Tapi semangatnya terlihat berlebih ketika bicara pendidikan. Sebagian besar pidatonya berisi soal pendidikan: Sekolah Rakyat. Sekolah Garuda. Sekolah Integrasi. IFP. MBG.
Semuanya bagus. Idealis. Mulia. Demi masa depan bangsa.
Sekolah Rakyat misalnya, tujuan utamanya “untuk memutus rantai kemiskinan”. Karena itu muridnya harus anak orang termiskin di daerah itu. Tanpa seleksi kepintaran. Yang penting mau sekolah.
Mereka harus diasramakan. Agar terputus dengan budaya hidup miskin di lingkungan keluarganya. Tetap boleh bertemu orang tua. Misalnya seminggu sekali. Tapi setidaknya setiap satu minggu mereka sudah terputus dengan lingkungan budaya miskinnya selama enam hari.
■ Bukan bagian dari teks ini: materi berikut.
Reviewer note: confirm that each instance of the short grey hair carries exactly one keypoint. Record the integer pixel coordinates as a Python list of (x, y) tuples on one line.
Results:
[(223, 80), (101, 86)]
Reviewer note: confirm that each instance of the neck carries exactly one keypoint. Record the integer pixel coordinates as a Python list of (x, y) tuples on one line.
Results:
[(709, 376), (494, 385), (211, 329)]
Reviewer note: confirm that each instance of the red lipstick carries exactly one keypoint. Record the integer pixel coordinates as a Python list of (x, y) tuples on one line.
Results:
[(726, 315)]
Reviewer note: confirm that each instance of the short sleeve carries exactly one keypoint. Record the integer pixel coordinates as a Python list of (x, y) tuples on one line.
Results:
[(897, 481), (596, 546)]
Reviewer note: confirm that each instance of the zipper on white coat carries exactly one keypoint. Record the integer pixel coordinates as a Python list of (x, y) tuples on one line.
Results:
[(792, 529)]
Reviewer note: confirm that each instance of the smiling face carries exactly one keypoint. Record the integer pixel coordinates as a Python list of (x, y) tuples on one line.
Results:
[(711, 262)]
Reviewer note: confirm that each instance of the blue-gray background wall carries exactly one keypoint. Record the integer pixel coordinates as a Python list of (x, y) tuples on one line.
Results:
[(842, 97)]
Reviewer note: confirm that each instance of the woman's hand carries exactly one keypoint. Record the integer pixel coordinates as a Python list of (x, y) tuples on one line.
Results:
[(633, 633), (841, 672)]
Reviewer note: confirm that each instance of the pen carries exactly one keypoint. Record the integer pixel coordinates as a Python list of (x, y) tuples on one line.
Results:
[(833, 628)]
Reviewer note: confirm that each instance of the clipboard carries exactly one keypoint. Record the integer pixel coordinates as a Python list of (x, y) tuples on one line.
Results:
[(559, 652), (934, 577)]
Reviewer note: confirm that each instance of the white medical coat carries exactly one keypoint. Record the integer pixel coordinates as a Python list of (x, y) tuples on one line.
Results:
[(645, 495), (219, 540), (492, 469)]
Dunia memang sudah sepakat: upaya terbaik memutus rantai kemiskinan adalah lewat pendidikan. Itu dipaparkan dengan jelas oleh banyak ahli, termasuk Prof Dr Mohamad Nuh. Mantan mendiknas itu ikut mendesain Sekolah Rakyat.
Lalu Sekolah Garuda –sekolah unggulan. Hanya yang kepandaiannya istimewa yang bisa masuk Sekolah Garuda. Kurikulumnya IB –International Bacalaureat.
Itu berarti lulusan Sekolah Garuda bisa diterima di universitas kelas satu dunia. Prabowo menyebut contohnya: MIT dan Harvard di Boston, atau Oxford di Inggris.
“Ini pekerjaan wamen Stella,” ujar Prabowo. Dalam pidato itu sangat sedikit Prabowo menyebut nama menteri atau wamen, tapi nama Stella diucapkan secara khusus.
Di dunia ini, kata Prabowo, ada satu persen penduduk genius. Termasuk di Indonesia. Satu persen dari 280 juta penduduk Indonesia sangatlah banyak. Dan penyebaran orang genius itu tidak hanya di golongan atas. Itu bisa muncul dari keluarga sangat miskin.
“Karena itu kita harus cari mereka. Kalau perlu Polri dan TNI ikut mencari. Kan jaringan TNI dan Polri sangat luas,” ujar Prabowo. Pun organisasi-organisasi kemasyarakatan diminta ikut mencari mereka. Agar mereka mendapat pendidikan khusus di Sekolah Garuda.